Parecía improbable que la hija del rey se pudiera librar de la imputación en la causa por el escándalo de Nóos. Resultaba extraño que no lo hubiera sido ya, dada la multitud de indicios que justificaban la necesidad de que respondiera ante la justicia para aclarar las cosas. Los 18 folios históricos del juez José Castro no han hecho sino confirmar una intuición ya en la mente de la mayoría de los españoles desde hacía bastante tiempo. Hasta aquí todo normal.
El gran error ha venido después, con la reacción institucional ante este hecho no por insólito menos necesario. La casa real ha dinamitado sus propios pies al afirmar primero que “no comentamos las decisiones judiciales”, para acto seguido manifestar “su sorpresa” por la imputación y por “el cambio de criterio del juez” y alinearse con el recurso de la fiscalía. Algo que puede ser interpretado como un burdo intento de extender el manto vergonzoso de su impunidad a sus vástagos. La credibilidad del Rey toca fondo.
Desde el gobierno, que maneja a su antojo a la Fiscalía General del Estado, tampoco han estado demasiado listos y parecen más obcecados en salvar a una institución en barrena por encima incluso de la credibilidad de una Justicia en franca decadencia. Ya no es sólo el hecho de negarse a impulsar reforma alguna para atajar la crisis de la institución, sino también al haber puesto en marcha una operación de lavado de imagen a contratiempo de inciertos resultados.
La sorpresiva decisión de la casa del rey de solicitar someterse a la ley de transparencia —con ciertas limitaciones, por supuesto—, no es sino un burdo intento de frenar la caída libre de la institución en el sentir ciudadano. El desborde de los acontecimientos ha cogido a todos a pie cambiado, y tanto el gobierno como los partidos políticos andan desorientados en cuál es la mejor forma para salir del atolladero.
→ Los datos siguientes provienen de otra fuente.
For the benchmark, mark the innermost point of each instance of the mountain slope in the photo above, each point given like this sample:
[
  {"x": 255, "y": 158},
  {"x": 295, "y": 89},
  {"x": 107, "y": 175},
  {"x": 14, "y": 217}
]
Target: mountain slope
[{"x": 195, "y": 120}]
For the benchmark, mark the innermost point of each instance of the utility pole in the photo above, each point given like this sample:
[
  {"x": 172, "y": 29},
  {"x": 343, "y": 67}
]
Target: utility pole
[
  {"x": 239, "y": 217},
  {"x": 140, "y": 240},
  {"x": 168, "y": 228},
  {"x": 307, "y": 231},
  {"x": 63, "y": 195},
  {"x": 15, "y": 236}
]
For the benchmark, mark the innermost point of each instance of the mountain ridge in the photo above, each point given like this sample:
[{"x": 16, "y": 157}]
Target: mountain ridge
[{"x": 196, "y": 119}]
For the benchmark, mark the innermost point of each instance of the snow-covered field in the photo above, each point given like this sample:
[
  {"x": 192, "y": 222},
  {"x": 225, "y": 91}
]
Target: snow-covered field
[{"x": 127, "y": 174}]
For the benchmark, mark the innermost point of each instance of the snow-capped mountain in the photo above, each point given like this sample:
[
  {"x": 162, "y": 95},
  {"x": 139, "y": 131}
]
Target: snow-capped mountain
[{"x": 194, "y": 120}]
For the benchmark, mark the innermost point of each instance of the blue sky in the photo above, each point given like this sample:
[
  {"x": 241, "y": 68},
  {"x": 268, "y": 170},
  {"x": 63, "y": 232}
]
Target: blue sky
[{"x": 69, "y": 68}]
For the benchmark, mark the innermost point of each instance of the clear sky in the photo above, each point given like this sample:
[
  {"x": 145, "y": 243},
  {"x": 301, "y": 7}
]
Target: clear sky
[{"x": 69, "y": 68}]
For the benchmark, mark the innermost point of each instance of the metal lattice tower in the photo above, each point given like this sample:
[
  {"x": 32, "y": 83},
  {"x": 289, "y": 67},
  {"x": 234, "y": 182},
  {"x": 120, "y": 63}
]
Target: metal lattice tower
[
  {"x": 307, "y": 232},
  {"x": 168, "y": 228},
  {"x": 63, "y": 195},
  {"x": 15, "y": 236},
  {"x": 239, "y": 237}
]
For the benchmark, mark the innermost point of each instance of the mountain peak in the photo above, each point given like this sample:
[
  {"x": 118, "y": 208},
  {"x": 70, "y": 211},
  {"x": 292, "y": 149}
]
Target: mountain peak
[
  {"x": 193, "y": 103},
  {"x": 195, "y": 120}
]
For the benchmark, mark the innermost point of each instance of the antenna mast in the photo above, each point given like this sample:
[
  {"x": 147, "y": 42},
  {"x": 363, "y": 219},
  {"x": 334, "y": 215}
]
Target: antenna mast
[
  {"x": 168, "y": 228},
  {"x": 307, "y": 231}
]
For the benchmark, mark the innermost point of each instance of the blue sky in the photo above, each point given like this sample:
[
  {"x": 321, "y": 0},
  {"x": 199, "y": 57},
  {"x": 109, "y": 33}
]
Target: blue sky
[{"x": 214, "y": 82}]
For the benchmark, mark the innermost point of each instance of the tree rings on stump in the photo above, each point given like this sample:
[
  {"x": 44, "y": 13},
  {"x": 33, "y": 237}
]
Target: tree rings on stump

Las encuestas que se conocen son demoledoras, y eso que la mayoría se hicieron antes de la noticia histórica de la imputación de una infanta de España. Todas reflejan una ruptura histórica en lo que a la aceptación de la institución por parte de los ciudadanos se refiere. Incluso hay algunas que apuntan que casi un 35% de los españoles consideran la monarquía como algo negativo para el país. Según dichos sondeos, serían ya cerca del 38% quienes entienden aconsejable que España adopte otra forma de Estado y más del 50% los que no apoyan a la familia real. Algo impensable hace tan sólo unos años.
El consenso tradicional respecto a la Jefatura del Estado se ha roto en cuestión de meses y la sociedad aparece desestructurada y dividida ante un tema que hasta ahora era incuestionable. Puede que nos encontremos ante uno de esos cambios radicales provocados por esta crisis y de los que parece que ya no hay vuelta atrás posible. Habrá que esperar nuevos sondeos, pero con esta imputación no es de extrañar que sus resultados sean incluso peores.